Several days have past since my last post. I’ve felt ill these past several days – not from the previous eighteen letters – but from my body. A body zooming past the highest point of life’s roller coaster. I will soon bid adieu and go forth in nature. With that being said, someone asked via private email if I learned anything from opening and reading my previous work.
Of course. Yes.
First. I keep thinking just how badly I constructed those early letters. Like most writers, I don’t have the benefit of an editor. Never been paid for writing. Thus, it’s hard to write, rest, edit, write, rest, edit and publish. But I think all who write – anything – should take the time between writing and submission. Editing is critical. It’s the key to success.
Second. Maybe it was good these letters were never written. Ha! At times, I thought of Harry Chapin’s quote:
“In the sixties I wrote about four hundred songs before anybody even paid any attention. They were my protest songs – to which, I was known, as ‘Gapping Chapin”’
And, uh, my songs had the implications that if only the world was as truly wonderful as I, there’d be no problems …”
Reading through, I sometimes thought I appeared as Mr. Wonderful. And truly, in all confession, eight years ago, I was not all that wonderful.
Third. Most importantly, there were some brilliant expressions of love I wished she could have read. Who knows? Maybe she will. Or, maybe she does.
So, what happened?
In reality, people breathe their own work, their own life. And often times, in our world, one cannot sustain anything that one cannot make use of – relationships included. Often, a weaker personality gives way to the stronger. This dominant personality can work flawlessly in life’s macro-level. However, such divisiveness is not endearingly palatable at the micro-level. Thus, those eagerly willing to please initiates the downfall.

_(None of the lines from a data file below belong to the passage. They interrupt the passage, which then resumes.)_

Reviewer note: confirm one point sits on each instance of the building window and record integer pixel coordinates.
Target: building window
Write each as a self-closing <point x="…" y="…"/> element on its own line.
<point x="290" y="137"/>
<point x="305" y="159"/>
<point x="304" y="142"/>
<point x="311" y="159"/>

Humans are complex beings. Each of us has inner conflicts, both with life and in our relationships. Truth be told, not every relationship works. Not every boy gets the girl. Not every girl gets the boy. Sometimes, you end up with someone else – someone better. As such, in her world, I know I would have been out of place.
The fact that I (maybe even we) still think of her (of each other) shows our relationship had some level of substance. And yet, like most sea-bearing Captain’s whose lost a love, I was too stupid to return to harbor, too fearful of sailing dry land. Yet, as I give way to nature, I accept that the extraordinary days of loving her will probably be my last. She could pierce my eyes, and cleanse my soul. I miss the beauty of her hair, its wave against gentle summer breezes and her radiant smile.
I recently visited the home I stayed in upstate New York during the Fall of 2010 and Winter of 2011. Looking past the Hudson River, up upon a Waxing Gibbous, I remembered the changes of fortune in both our lives, thinking of the many people who worked to make us whole, to return us to our inner home.
And … I wonder what tomorrow may bring.